今月3月17日より米カリフォルニア州サンフランシスコで開催されるGame Developer Conference (GDC)において、米Microsoftは同社の次世代グラフィックス技術「DirectX 12」の詳細を発表するとのティザーを公開している。GDCの同社によるスポンサーセッションの解説ページでは従来のWindows PCだけでなく、ゲーム機や、タブレット、携帯電話についての表記もあり、Microsoftのエコシステム全体を巻き込んだ技術構想の発表となりそうだ。

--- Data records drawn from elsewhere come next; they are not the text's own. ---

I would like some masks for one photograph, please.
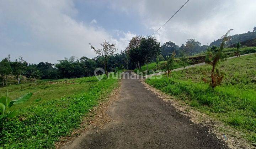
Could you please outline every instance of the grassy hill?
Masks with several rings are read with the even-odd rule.
[[[227,42],[225,44],[227,46],[233,44],[235,44],[238,43],[239,41],[241,42],[255,39],[256,38],[256,32],[251,32],[242,34],[234,35],[230,36],[229,37],[230,38],[230,40]],[[212,42],[210,44],[210,46],[215,45],[217,46],[219,46],[222,41],[222,39],[219,39],[217,40]]]
[[[11,110],[17,110],[17,115],[5,122],[0,133],[0,146],[53,147],[60,137],[79,128],[90,109],[118,86],[118,79],[104,78],[101,81],[95,77],[41,80],[36,85],[28,83],[0,88],[0,96],[4,96],[8,89],[13,100],[28,92],[33,94],[28,101],[12,107]],[[36,102],[39,97],[42,100]]]
[[[164,77],[146,82],[242,132],[245,139],[256,145],[255,66],[256,54],[221,62],[220,71],[226,76],[215,92],[202,81],[201,69],[209,72],[209,65],[172,72],[170,79]]]
[[[256,46],[256,38],[247,40],[241,42],[242,47],[244,46]],[[236,48],[236,44],[233,44],[229,46],[229,48]]]
[[[243,47],[240,48],[240,54],[241,55],[248,54],[249,53],[256,53],[256,47],[253,46],[251,47]],[[225,54],[227,57],[233,56],[235,56],[235,52],[236,51],[236,48],[224,48],[223,49],[223,53]],[[188,58],[191,60],[191,63],[190,64],[187,64],[186,66],[189,66],[190,65],[193,65],[196,64],[198,64],[204,62],[204,58],[203,57],[205,55],[205,53],[202,53],[200,54],[197,54],[196,55],[190,56]],[[182,67],[183,66],[178,58],[175,59],[175,68]],[[159,64],[158,70],[160,71],[164,71],[165,69],[165,63],[166,61],[161,61],[160,62]],[[148,65],[148,69],[149,71],[155,70],[156,65],[155,62],[153,62],[149,64]],[[146,66],[145,65],[142,66],[142,71],[138,70],[139,72],[143,72],[146,70]],[[137,70],[134,70],[134,72],[137,72]],[[148,74],[152,73],[152,72],[148,73]]]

Micosoftの説明が行われるのは、GDCのスポンサードセッションとなっている3月20日午前10時(PDT、日本時間で21日午前2時)からのWindows Graphics担当開発マネージャのAnuj Gosalia氏の講演。タイトルは「DirectX: Evolving Microsoft's Graphics Platform」となっているが、前述のようにPCだけでなくゲーム機からモバイルデバイスまで広くカバーする内容となっており、その内容の中心はティザーサイトにもあるようにDirectX 12になるとみられる。2009年にDirectX 11が発表されてから5年となるが、久しぶりのメジャーアップデートがやってきた。

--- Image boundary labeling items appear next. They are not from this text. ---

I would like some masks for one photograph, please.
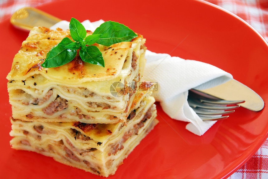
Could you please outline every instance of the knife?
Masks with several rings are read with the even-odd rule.
[[[10,22],[13,26],[28,31],[35,26],[49,28],[61,21],[44,11],[30,7],[19,9],[10,18]]]
[[[246,101],[245,102],[239,105],[253,111],[260,111],[264,107],[264,102],[259,95],[246,86],[233,79],[206,89],[194,89],[224,100],[244,100]]]

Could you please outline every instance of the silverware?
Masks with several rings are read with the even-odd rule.
[[[199,89],[198,87],[195,88],[195,89],[223,100],[245,100],[245,102],[241,104],[240,105],[253,111],[259,111],[264,107],[263,100],[257,94],[246,85],[234,79],[205,90]]]
[[[245,100],[226,101],[221,100],[197,91],[189,90],[188,103],[200,118],[204,121],[225,119],[239,108],[237,105],[245,102]]]
[[[35,26],[49,28],[62,20],[33,7],[26,7],[15,12],[10,18],[10,22],[20,29],[30,31]]]

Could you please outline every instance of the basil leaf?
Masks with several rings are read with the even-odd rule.
[[[74,40],[79,41],[83,40],[87,36],[87,31],[83,25],[78,20],[72,18],[69,25],[71,36]]]
[[[56,67],[71,61],[76,55],[77,51],[76,50],[66,49],[65,47],[72,42],[68,37],[62,39],[59,43],[51,48],[41,66],[44,68]]]
[[[111,21],[101,24],[92,34],[102,34],[96,43],[106,46],[129,41],[138,36],[133,31],[123,24]]]
[[[85,41],[88,45],[91,45],[95,44],[101,36],[101,34],[90,35],[87,36],[85,39]]]
[[[65,49],[71,50],[78,50],[80,48],[80,44],[77,42],[73,42],[67,45],[65,47]]]
[[[81,49],[79,55],[82,60],[85,62],[104,67],[104,60],[102,54],[96,46],[87,46],[86,50]]]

ここ数年、目立った活動もあまり見られずMicrosoftのコミットが停滞しつつあったといわれていたDirectXの世界だが、いくつかの情勢の変化が同社のDirectXでの活動を活発させ始めたと考えられている。1つが、AMDの発表した「Mantle」というグラフィックAPI構想で、PlayStation 4とXbox Oneという2つの次世代ゲーム機へのAPU導入実績を獲得した同社が、逆にこんどは据え置きゲーム機で開発を行っているデベロッパーらに対し、Windows上で同社のAPIやライブラリを活用してもらうという、DirectXの存在をスキップしてAMD以外の競合を実質的に排除するような攻勢に出始めたことだ。
またゲーム機ならびにPC市場は変化を続けており、昨今ではタブレットやスマートフォンなどモバイルデバイス利用の比重の高まりを受け、こうした分野も合わせてカバーしていく必要にMicrosoftが迫られていることにある。そのため、ティザーサイトに記されたロゴにはAMD、Intel、NVIDIAといったお馴染みの顔に加え、QualcommのSnapdragonのロゴがあしらわれている。MicrosoftはWindows PhoneでSnapdragonのみをサポート対象としており、今後はSurface RTなどのARM版タブレットにおいても同SoCが主軸になるとみられ、そうした戦略の一端がこのGDCのセッションでも示されるはずだ。